Is “righteous indignation” righteous?

Righteous indignation. You’ve felt it.

It’s that burning anger that arises within you when a driver flies past you, crossing a double yellow line in a school zone, driving 30MPH over the speed limit, risking the lives of children.

But how do you know that your indignation is actually righteous? We all become indignant. Each of us occasionally mounts our moral high horse, glancing down our nose at those whom we categorize as wicked, chastising the moral evils we see in others. I’ve done it. So have you. But what if your moral high horse isn’t so moral? Would you even know it?

The conscience is a funny thing. Your conscience is your faculty of discerning moral evil. It accuses you when you’ve done wrong. It acquits you when you’ve done right. Your conscience produces righteous indignation when the driver flies you by because it believes that such behavior is wrong. But is your conscience infallible? Sadly, it isn’t.

Your conscience acts like a filter. It lets through thoughts, words, and behaviors that it believes to be good, true, and right, and it prohibits that which it believes to be evil, false, and wicked. But it only acts according to what it knows.

If you were raised in a home in which “doo-doo” was considered a bad word, your conscience will accuse you if you say it. It will also accuse others, believing them to be immoral in their use of words. You might even experience “righteous indignation” at what you perceive to be their crass speech. But if you grew up on a farm, and “shit” was simply the word that you and everybody else you knew—including the leaders at your church—used to describe animal waste, then you wouldn’t think twice about saying it. Your conscience would not accuse you or others.

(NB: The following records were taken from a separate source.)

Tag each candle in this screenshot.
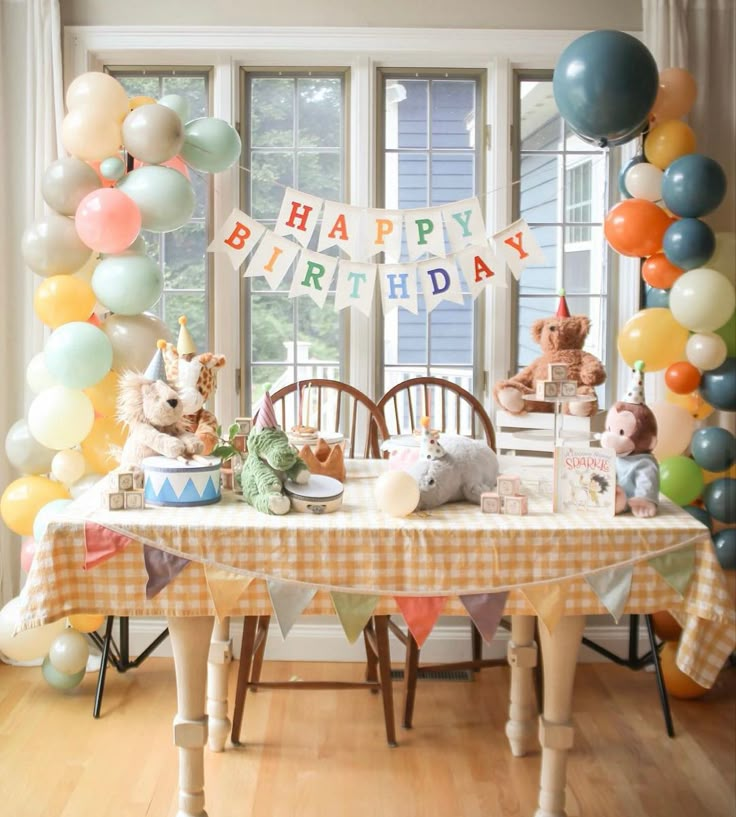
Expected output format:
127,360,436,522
305,382,311,428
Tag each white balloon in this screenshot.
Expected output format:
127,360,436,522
0,596,66,663
28,386,95,450
51,449,87,485
48,628,89,675
373,470,420,517
26,352,58,393
669,267,736,332
686,333,728,372
625,162,663,202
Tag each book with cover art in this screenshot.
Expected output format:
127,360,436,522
553,446,616,515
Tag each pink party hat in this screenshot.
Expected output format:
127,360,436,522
255,390,279,430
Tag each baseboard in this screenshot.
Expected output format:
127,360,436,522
115,617,649,664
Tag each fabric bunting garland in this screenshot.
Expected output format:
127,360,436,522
521,582,566,635
394,596,446,648
267,580,317,639
143,545,191,600
647,544,696,597
459,592,508,644
330,592,380,644
204,565,253,621
584,564,634,624
83,522,133,570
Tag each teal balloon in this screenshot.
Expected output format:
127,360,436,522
684,504,712,530
158,94,190,122
659,456,704,506
663,218,716,271
703,478,736,524
99,156,125,181
661,154,727,219
42,655,85,691
645,286,669,308
181,117,242,173
553,30,658,147
4,419,56,474
117,165,195,232
690,427,736,473
699,357,736,412
712,529,736,570
44,322,113,389
92,253,163,315
33,498,72,542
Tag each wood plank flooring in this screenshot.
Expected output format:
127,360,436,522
0,658,733,817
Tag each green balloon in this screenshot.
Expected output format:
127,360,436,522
181,117,241,173
715,311,736,357
44,322,113,389
659,456,705,507
100,156,126,181
117,165,195,233
92,253,163,315
42,655,85,691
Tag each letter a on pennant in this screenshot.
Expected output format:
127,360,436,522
207,208,266,271
457,243,505,298
318,200,360,257
274,187,323,247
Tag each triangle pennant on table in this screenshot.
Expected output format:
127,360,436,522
458,591,508,644
267,579,317,639
83,522,133,570
521,582,565,635
204,565,253,621
585,564,634,623
648,544,696,598
144,545,191,599
330,592,380,644
394,596,446,648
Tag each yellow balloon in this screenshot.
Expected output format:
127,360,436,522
66,72,130,123
0,477,70,537
129,95,156,111
80,416,127,474
665,389,715,420
83,370,119,418
61,106,123,162
644,120,697,170
69,613,106,633
702,463,736,486
617,308,689,372
33,275,96,328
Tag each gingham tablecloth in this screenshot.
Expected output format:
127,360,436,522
18,461,735,687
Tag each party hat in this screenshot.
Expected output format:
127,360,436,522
255,390,279,430
144,339,169,383
556,288,570,318
177,315,197,356
623,360,646,405
419,416,445,460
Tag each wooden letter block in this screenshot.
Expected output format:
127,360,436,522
548,363,569,382
560,381,578,398
503,495,528,515
105,492,124,511
538,717,575,751
497,475,522,497
133,470,144,490
235,417,252,435
123,490,145,510
536,380,560,399
507,643,537,668
115,471,135,492
480,492,502,513
173,716,208,749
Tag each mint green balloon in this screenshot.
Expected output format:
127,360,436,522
159,94,190,122
44,322,113,389
117,165,195,232
100,156,125,181
715,311,736,357
92,253,163,315
181,117,241,173
659,456,705,507
42,655,85,691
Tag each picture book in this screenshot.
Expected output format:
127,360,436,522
553,446,616,515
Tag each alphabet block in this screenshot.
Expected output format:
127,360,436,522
123,490,145,510
115,471,135,492
503,495,528,515
235,417,252,435
536,380,560,399
105,492,125,511
560,381,578,398
480,492,502,514
497,475,522,497
548,363,569,382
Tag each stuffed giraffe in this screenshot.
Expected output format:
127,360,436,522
162,317,226,455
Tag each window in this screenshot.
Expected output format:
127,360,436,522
110,69,210,350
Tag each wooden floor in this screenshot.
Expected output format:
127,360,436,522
0,658,734,817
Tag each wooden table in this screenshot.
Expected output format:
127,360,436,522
17,460,735,817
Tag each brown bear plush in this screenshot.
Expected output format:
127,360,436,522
494,295,606,417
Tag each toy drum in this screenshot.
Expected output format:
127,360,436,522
284,474,344,514
142,455,221,507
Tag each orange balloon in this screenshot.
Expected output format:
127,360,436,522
650,68,697,125
69,614,106,633
83,370,120,418
33,275,96,328
644,120,697,170
641,252,684,289
651,611,683,642
664,361,701,394
659,642,708,699
0,477,70,537
80,416,127,474
605,199,673,258
665,389,715,420
129,95,156,111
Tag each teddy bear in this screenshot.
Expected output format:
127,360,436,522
239,391,310,514
161,316,226,455
493,293,606,417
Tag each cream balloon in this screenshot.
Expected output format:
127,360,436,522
21,211,93,277
624,162,663,202
48,628,90,675
4,419,56,475
61,106,123,162
28,386,95,450
51,449,87,485
66,71,129,122
651,401,696,461
0,597,67,663
373,470,420,517
100,312,173,373
668,267,736,332
686,333,728,372
26,352,58,393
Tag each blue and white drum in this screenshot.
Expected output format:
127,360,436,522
142,455,221,507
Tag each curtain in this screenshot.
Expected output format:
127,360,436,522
0,0,64,609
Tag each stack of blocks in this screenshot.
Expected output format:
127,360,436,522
535,363,579,400
481,474,528,516
106,470,145,511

Individual conscience therefore differs from person to person. What causes righteous indignation in one person may be perfectly acceptable to another. Who’s right?

If there is no God, then none of us ever has the right to exercise righteous indignation. You can only sit back and sigh, frustrated that the man who flies by you in the school zone has a conscience that is—in your opinion—like a colander whose holes are too big. It might work well to strain out big, bow-tie pasta, but its useless for straining small macaroni. But if there is no God, then there is no moral standard, and therefore no way other than personal conscience to determine evil. Then the man in the car isn’t really a jerk, and he’s not really wrong. He simply has a conscience that allows him to do something your conscience would reject. And who’s to say that you’re right and he’s wrong? When there is no moral standard, it’s awfully hard to find a moral high horse to mount.

But blessedly God is, and he alone determines right from wrong. The more you subject your conscience to the Word of God, the more it will function properly. The Bible shapes your conscience, like forming colander along biblical lines, cutting the holes precisely the right size in just the right number, such that your conscience more and more aligns with the character of God himself. The Scripture provides an unchanging moral standard by which to calibrate your conscience.

Proverbs 8:12 says, “The fear of the LORD is hatred of evil.” If you fear the LORD, righteous indignation will sometimes rise within your breast, and it ought to. For evil is real, and those who love the LORD hate it.

But before you mount your moral high horse, make sure it’s a biblical horse.